Historically, the circle has operated as a figure of totality, continuity, and return. Within the framework of The Rolling Collection, the circular format shifts away from its classical symbolic charge toward an experimental dimension, becoming a support that challenges the hegemonic rectangular frontality of the Western pictorial tradition. The absence of angles demands a reconsideration of composition, balance, and directional flow.

Rather than functioning as a simple formal constraint, this condition generates a specific economy of visual decisions. The curved edge intensifies the relationship between center and periphery, dissolves internal hierarchies, and activates both centrifugal and centripetal dynamics. The resulting body of work interrogates the very processes through which images are constructed.



Following its 2025 tour through Barcelona, Ibiza, Paris, London, and Tokyo, a selection of the exhibition is presented at Art Madrid, reinforcing its international scope and its adaptability to diverse cultural contexts. The proposal for Art Madrid’26 brings together artists whose practices unfold at the intersection of urban art, contemporary illustration, and hybrid methodologies: Honet, Yu Maeda, Nicolas Villamizar, Fafi, Yoshi, and Cachetejack.

While their visual languages vary—ranging from graphic and narrative approaches to chromatic explorations charged with gestural intensity—the curatorial framework establishes a shared axis: a free, experimental, and distinctly color-driven attitude. In this sense, color functions as a conceptual structure that articulates the works while simultaneously connecting them to the specific materiality of POSCA.

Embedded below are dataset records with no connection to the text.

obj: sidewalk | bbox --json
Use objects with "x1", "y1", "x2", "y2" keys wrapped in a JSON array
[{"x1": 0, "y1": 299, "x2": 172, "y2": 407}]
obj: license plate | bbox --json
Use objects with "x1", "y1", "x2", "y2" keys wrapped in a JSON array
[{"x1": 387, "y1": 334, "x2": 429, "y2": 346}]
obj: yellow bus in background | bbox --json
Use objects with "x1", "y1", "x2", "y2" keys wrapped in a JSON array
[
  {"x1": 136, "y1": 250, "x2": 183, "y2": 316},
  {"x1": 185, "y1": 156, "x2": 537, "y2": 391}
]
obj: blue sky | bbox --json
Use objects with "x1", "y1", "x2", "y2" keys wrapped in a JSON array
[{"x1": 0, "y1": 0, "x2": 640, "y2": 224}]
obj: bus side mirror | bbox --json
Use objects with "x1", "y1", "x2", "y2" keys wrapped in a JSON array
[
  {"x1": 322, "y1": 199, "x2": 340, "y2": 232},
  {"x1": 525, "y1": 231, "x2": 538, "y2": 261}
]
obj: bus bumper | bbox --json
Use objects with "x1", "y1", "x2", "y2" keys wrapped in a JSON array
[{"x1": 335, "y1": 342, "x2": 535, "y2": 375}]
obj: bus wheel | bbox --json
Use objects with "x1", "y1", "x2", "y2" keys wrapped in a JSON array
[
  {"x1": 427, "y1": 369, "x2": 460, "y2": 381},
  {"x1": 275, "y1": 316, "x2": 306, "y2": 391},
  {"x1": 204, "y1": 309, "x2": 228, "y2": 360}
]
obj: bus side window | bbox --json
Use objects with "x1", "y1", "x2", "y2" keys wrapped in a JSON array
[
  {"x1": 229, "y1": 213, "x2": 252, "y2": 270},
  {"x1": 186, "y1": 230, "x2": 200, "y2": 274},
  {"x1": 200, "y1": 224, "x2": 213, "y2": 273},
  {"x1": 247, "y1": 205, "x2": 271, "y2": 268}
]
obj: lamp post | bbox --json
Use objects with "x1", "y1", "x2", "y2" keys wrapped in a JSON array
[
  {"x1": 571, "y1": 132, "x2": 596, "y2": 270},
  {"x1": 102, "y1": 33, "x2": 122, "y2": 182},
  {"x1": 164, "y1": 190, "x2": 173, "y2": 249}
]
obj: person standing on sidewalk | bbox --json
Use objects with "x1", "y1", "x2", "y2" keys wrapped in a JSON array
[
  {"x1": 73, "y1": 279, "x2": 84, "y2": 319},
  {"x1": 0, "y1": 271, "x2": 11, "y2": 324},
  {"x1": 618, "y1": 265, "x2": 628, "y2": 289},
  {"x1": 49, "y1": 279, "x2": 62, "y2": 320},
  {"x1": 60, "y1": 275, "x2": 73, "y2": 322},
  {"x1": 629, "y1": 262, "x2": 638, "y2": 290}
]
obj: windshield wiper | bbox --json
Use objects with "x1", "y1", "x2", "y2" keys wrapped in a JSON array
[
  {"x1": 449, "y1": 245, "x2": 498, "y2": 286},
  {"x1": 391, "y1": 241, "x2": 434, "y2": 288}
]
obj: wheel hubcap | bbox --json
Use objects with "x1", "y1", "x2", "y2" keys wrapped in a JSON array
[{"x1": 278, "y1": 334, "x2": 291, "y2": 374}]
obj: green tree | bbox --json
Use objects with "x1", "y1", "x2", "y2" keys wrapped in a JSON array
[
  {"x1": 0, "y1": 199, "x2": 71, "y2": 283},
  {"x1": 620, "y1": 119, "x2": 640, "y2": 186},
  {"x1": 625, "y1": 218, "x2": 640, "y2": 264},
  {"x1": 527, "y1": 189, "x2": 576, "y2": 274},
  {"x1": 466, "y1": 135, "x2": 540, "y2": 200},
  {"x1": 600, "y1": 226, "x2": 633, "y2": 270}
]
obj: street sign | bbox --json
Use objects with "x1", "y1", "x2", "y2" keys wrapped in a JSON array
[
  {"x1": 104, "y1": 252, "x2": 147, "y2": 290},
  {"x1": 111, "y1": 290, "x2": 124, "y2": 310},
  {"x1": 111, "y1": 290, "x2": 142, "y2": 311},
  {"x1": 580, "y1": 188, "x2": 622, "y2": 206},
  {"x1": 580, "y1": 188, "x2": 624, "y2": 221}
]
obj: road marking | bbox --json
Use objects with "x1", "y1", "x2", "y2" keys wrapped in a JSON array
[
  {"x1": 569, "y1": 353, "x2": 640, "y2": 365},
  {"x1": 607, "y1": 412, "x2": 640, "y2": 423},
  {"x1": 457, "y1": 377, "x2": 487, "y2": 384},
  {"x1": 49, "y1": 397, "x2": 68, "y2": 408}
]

The marker’s inherent chromatic vibrancy engages in dialogue with the formal assertiveness of the circle, generating surfaces in which saturation and contrast take center stage. The tool thus becomes embedded within the exhibition discourse, operating as a coherent extension of the participating artists’ aesthetic vocabularies.

One of the project’s most significant dimensions is the active incorporation of the public. Within the exhibition space—activated by POSCA during Art Madrid’26—visitors will be invited to intervene on circular supports installed on the wall using POSCA markers, thereby symbolically integrating themselves into The Rolling Collection during its presentation in Madrid.



This strategy introduces a relational dimension that destabilizes the notion of the closed artwork. Authorship becomes decentralized, and the exhibition space transforms into a dynamic surface for the accumulation of gestures. From a theoretical standpoint, the project may be understood as aligning with participatory practices that, without compromising formal coherence, open the artistic dispositif to contingency and multiplicity.

The selection of POSCA as the instrument for this collective intervention is deliberate. Its ease of use, line control, and compatibility with multiple surfaces ensure an accessible experience without diminishing the visual potency of the outcome. In this way, the marker operates as a mediator between professional practice and spontaneous experimentation, dissolving technical hierarchies.



The title itself, The Rolling Collection, suggests a collection in motion—unfixed to a single space or definitive configuration. Its itinerant nature, combined with the incorporation of local interventions, transforms the project into an organism in continuous evolution. Within this framework, POSCA positions itself as a material catalyst for a transnational creative community. Long associated with urban scenes and emerging practices, the brand reinforces its identity as an ally of open, experimental, and collaborative processes.

POSCA x The Rolling Collection should not be understood merely as a collaboration between a company and a curatorial initiative; rather, it constitutes a strategic convergence of tool, discourse, and community. The project proposes a reflection on format, the global circulation of contemporary art, and the expansion of authorship, while POSCA provides the technical infrastructure that makes both individual works and collective experience possible.